En effet, à l’approche de l’hiver, les petits mammifères aux poils piquants doivent s’engraisser pour se préparer à hiberner. Malheureusement, pas tous n’y parviennent. «Les attaques de chiens, tout comme les parasites, font des dégâts, poursuit Laélia Maumary. Mais nous essayons de faire notre possible pour les remettre sur pied quand ils sont amochés.»

Aux petits soins Sur place, mercredi après-midi, Nadia Rapisardi, une des dix bénévoles qui s’activent pour faire tourner le sanctuaire, ausculte la patte droite de la corneille arrivée à Erminea le 6 octobre dernier. «Elle ne pouvait plus du tout marcher, explique l’assistante en pharmacie de profession. Alors je lui ai confectionné une attelle à l’aide d’un Q-tips, de bandes de gaze et d’un sparadrap pour coller le tout.»

Après avoir posé l’animal sur le dos – ce qui le rend immobile –, la bénévole découpe à l’aide d’un minuscule ciseau son ingénieux bricolage. Et là, comme par magie, l’oiseau peut à nouveau se tenir droit sur ses pattes. «Il lui faudra encore quelques jours de repos, poursuit Nadia Rapisardi.

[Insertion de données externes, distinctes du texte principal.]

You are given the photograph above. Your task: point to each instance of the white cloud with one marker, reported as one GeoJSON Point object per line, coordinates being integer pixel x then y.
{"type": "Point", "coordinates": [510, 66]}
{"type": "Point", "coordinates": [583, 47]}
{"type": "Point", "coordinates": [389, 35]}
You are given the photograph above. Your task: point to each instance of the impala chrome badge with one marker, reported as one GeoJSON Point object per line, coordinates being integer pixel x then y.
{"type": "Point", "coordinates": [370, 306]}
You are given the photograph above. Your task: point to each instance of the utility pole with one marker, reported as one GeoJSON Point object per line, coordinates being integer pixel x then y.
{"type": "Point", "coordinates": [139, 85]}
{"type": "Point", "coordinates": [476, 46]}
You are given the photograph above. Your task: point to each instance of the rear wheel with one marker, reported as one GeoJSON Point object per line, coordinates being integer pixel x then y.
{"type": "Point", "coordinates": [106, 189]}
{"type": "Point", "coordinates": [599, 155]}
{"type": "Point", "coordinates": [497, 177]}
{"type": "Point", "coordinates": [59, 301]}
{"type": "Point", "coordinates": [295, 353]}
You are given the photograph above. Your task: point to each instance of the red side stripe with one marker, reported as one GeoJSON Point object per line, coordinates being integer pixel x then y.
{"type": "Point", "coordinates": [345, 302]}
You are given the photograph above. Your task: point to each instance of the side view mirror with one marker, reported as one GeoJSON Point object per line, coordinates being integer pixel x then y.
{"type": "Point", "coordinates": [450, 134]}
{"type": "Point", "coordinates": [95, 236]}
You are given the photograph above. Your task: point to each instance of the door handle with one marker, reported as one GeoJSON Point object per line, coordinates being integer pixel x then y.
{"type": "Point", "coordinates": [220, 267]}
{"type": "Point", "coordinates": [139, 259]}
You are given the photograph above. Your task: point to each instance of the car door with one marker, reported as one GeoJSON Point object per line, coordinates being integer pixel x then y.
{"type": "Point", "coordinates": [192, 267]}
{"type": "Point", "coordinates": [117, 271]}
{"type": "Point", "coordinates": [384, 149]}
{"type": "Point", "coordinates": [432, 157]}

Après, nous le mettrons dans une volière et nous regarderons comment il se comporte et s’il peut être relâché dans la nature.»

Relâchés au plus vite Car Erminea ne s’occupe pas seulement de la santé de ses petits pensionnaires. L’association vise aussi à leur rendre leur liberté. «Pour nous, c’est fondamental que les animaux restent sauvages, martèle Laélia Maumary. Ils doivent retourner dans leur habitat au plus vite.»

Si 445 blessés ont été recueillis à Chavornay depuis le mois de mars, seule la moitié a survécu. «Les animaux restent ici entre un et deux mois, relève la présidente. Nous ne faisons rien payer aux gens qui nous les amènent mais nous espérons toujours des dons. Nous en avons besoin pour continuer notre activité.»